Pure, purer, purest?

Unto the pure all things are pure, according to the Bible, but not so much unto breeders of purebred Arabians. On the contrary, their (perfectly understandable) attempts to follow in the footsteps of the Bedouins and preserve only the purest desert bloodlines have yielded some strange and contrary results.

Things were easier in the past. Purebred Arabians were purebred Arabians, and in the rare cases where some actual non-Arabian blood was discovered in pedigrees, those horses were simply removed from the stud books, and that was that.

This changed during the 1960s, when the first attempt was made to catalogue the truly “asil” Arabians – those whose pedigrees could be traced back to the Desert in all lines, according to the original breed definition – with the idea of breeding them to each other, thus preserving their authenticity.
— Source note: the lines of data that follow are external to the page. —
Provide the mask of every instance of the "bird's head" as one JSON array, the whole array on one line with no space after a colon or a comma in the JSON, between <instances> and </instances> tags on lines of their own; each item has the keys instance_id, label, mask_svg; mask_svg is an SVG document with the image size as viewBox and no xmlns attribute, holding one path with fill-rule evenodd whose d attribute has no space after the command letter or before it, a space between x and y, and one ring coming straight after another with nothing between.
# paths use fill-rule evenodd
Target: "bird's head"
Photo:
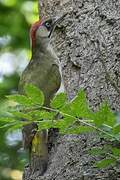
<instances>
[{"instance_id":1,"label":"bird's head","mask_svg":"<svg viewBox=\"0 0 120 180\"><path fill-rule=\"evenodd\" d=\"M47 20L39 20L35 22L30 29L30 37L32 41L32 48L35 47L36 44L47 46L50 42L51 35L58 24L60 24L63 18L66 16L64 14L60 18L55 19L47 19Z\"/></svg>"}]
</instances>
It was caused by the discovery that the pedigrees of Polish Arabians contained many “blank spots”, ancestors that appeared to originate not in the Desert, but in Poland. Eliminating all such horses would have been impossible, as they included the stallion Skowronek, whose descendants spread out from Crabbet Park all over the world. Skowronek in particular has been the subject of numerous articles arguing for or against his purebred status. But that is not the subject of this article, which is more concerned with the big picture.  

How To Define Purity?

The pioneering work in this field was done by Jane Llewellyn Ott in the USA. In the early 1950s, with the help of Carl Raswan, she began to examine the pedigrees of all purebred Arabians registered in the USA and to catalogue those who passed the test. The covers of the notebooks she used happened to blue. In 1961, she published the results of her work as the “Blue Catalog“, which was followed by several supplements. This “Blue Catalog” became the first bible for breeders of asil Arabians.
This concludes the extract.